Example: You are interested in mental health advice offered by the Mental Health Foundation of New Zealand and have clicked on their website. You are logged into several devices (your desktop, smartphone, and tablet) using the same login. Oracle partners have indicated that you are likely the same user across those same devices. Oracles partners are able to send metal health advertising offers to you (via de-identified cookie ID) to these different devices.Example example
Well, that is going to be great. I might now have mental health advertising being sent to me across all my devices. There is even a list of conditions on the site that I might be associated with and then targeted for.
- ADHD in adults
- ADHD in children
- Alzheimer’s disease
- Anorexia nervosa
- Asperger syndrome
- Attention deficit hyperactivity disorder
- Autism spectrum disorders
- Autistic disorder
- Bipolar affective disorder
- Body dysmorphia
- Body dysmorphic disorder
- Borderline personality disorder
- Bulimia nervosa
- Deliberate self-injury
- Depression – Youth
- Depressive disorder with seasonal pattern
- Dissociative identity disorder (DID)
- Eating disorders
- Gender dysphoria
- Gender identity disorder
- Generalised anxiety disorder
- Grief and loss
- Manic depression
- Multiple personality disorder (MPD)
- Narcissistic personality disorder
- Non-suicidal self injury (NSSI)
- Obsessive compulsive disorder
- Panic disorder
- Personality disorders – general
- Post-traumatic stress disorder
- Postnatal depression
- Postnatal psychosis
- Postpartum psychosis
- Schizoaffective disorder
- Seasonal affective disorder
- Suicidal ideation
- Suicide prevention resources
- Suicide: after a suicide attempt
- Suicide: coping with suicidal thoughts
- Suicide: supporting someone online
- Suicide: worried about someone?
- Tourette syndrome
I am sure most people can see why a they would not want to be associated with these conditions whether or not they have them and why they would not want to be advertised to across their devices on the basis that Oracle thinks they might have one.This is not only because of the stigma around mental health, but also because of the business decisions that can be made on the basis of the information. Could an insurance company buy this information in a claim in order to make the case that there was a breach of contract? Could Linkedin buy it to better match people with jobs? We just don’t know and once this information, that we didn’t know we were providing nor consented to provide, is in the wild it may affect our life or the lives of those around us in a myriad of unseen ways that can none the less have concrete outcomes. Additionally, the provision of that information appears to have been in breach of the Mental Health Foundations contract with Oracle which doesn’t give me a huge amount of faith that they are truly invested in privacy.

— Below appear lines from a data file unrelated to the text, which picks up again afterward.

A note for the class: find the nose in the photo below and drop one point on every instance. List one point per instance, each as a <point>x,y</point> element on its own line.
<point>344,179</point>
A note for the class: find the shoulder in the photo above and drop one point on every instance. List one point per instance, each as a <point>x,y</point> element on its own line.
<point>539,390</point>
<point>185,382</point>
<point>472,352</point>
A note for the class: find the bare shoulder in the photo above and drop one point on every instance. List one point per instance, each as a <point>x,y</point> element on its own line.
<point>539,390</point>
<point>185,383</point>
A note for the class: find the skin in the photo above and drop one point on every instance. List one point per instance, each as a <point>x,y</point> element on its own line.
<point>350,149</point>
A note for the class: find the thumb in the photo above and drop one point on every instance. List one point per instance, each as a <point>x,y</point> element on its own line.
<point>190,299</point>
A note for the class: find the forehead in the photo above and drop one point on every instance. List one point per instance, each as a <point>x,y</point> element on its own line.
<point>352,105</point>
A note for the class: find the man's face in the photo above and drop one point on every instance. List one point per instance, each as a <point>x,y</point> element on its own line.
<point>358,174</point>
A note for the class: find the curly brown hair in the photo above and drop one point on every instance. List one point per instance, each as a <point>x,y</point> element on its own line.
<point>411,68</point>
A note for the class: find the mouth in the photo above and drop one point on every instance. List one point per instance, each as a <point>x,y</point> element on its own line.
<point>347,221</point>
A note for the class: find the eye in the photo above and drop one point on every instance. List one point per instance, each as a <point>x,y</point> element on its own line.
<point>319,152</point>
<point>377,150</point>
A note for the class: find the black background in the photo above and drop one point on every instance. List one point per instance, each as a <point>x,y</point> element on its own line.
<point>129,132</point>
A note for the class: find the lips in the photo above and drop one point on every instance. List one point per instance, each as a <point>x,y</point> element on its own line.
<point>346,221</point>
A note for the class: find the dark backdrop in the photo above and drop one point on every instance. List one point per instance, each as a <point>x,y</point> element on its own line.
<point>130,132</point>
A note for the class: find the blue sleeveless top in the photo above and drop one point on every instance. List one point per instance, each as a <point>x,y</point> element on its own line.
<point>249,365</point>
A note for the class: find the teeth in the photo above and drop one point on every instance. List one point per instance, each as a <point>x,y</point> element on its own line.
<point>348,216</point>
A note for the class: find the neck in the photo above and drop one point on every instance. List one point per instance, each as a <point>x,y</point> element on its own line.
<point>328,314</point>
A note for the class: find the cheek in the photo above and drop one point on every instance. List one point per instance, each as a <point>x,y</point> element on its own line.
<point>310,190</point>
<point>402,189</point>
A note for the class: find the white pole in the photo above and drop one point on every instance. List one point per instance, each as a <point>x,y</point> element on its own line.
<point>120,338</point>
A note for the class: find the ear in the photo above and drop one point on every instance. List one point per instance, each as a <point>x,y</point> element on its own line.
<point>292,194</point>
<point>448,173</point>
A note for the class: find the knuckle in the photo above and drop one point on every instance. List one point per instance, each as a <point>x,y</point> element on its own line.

While it’s clear that there has been some improvement in the data collection activities of all of the websites I looked at in 2018, even having one company that then sells or data-shares onto other parties isn’t good enough. In the case of visiting the Mental Health Foundation of New Zealand, they have apparently just shared my information and given permission for me to be tracked across multiple devices without asking for my permission or seeking my consent at any time. Apparently they are doing this to hundreds of caregivers, family, friends and to the vulnerable people themselves.
Is that really what they mean by their motto, “Getting through together”?